Slovene Civil Aviation Agency reported on 27 August 2012 that commercial hot air balloon flights were banned temporarily. The duration of the ban was not given, but the balloon crash was cited as the reason for the ban. Throughout the next year, all involved parties coordinated proposals for stricter rules, which were accepted, and new licenses were granted again starting in August 2013. In the meantime, several operators closed because they were prevented from selling flights, while the remaining ones faced severely reduced sales even after the ban was lifted.
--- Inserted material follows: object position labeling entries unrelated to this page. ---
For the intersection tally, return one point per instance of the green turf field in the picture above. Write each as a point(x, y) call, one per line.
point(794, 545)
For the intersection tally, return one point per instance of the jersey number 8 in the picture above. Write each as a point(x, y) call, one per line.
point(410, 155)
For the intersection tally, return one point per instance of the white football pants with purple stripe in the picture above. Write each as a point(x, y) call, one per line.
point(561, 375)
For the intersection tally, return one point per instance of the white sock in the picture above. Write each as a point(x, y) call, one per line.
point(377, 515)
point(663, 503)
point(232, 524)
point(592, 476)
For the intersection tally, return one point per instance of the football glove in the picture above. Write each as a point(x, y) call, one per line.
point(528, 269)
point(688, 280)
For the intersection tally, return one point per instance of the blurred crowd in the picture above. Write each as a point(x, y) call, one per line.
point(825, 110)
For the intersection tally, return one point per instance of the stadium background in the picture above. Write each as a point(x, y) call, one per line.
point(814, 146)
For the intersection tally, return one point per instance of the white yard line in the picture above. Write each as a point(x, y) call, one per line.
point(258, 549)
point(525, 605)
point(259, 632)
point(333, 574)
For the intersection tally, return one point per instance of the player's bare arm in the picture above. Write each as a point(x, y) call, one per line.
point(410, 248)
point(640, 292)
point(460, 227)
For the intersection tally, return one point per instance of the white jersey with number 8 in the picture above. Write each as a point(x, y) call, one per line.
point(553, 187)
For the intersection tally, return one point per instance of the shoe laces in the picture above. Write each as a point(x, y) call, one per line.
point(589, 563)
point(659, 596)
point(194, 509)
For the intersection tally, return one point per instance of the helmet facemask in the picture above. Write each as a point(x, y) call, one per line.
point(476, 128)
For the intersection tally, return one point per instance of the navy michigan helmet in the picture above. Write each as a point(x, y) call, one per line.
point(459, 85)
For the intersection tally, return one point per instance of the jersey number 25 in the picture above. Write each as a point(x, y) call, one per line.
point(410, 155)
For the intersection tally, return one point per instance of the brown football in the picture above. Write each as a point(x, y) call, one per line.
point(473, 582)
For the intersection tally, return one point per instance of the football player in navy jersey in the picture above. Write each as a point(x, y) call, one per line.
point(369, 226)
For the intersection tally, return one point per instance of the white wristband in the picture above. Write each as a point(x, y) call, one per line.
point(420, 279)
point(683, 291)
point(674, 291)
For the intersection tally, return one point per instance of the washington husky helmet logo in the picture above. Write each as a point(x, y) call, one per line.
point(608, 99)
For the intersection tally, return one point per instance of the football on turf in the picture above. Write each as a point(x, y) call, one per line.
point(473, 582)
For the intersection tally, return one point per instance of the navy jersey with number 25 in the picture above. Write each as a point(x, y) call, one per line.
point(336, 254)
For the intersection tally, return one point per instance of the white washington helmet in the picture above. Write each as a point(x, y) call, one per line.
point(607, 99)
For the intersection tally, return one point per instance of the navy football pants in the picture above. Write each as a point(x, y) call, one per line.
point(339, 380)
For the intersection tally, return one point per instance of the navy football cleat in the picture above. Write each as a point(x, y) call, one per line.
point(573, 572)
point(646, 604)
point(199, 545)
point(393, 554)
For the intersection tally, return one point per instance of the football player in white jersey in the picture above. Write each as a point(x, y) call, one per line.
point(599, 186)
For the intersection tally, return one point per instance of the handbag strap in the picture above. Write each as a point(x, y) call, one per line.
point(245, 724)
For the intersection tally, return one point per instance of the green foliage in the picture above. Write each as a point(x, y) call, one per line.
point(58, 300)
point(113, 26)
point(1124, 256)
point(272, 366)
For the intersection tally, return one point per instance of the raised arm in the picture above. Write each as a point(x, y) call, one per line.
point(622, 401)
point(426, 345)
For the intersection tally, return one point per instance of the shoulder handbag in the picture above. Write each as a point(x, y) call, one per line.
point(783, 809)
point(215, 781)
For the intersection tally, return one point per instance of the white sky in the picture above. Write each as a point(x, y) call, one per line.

==Investigation and trial==
The investigation by the Slovenian Aircraft Accident Investigation Commission found that the main cause of the accident was the "improper technique used in operating balloon type LBL 600C in the landing phase." Contributory factors were "insufficient meteorological planning" and lack of consideration for the weather conditions at the time of the flight.

In a preliminary hearing, the pilot denied all these statements, pleading not guilty to the charge of causing general danger. The court trial began in November 2016. Two years later, the district court exonerated the defendant, based on an opinion of a foreign expert.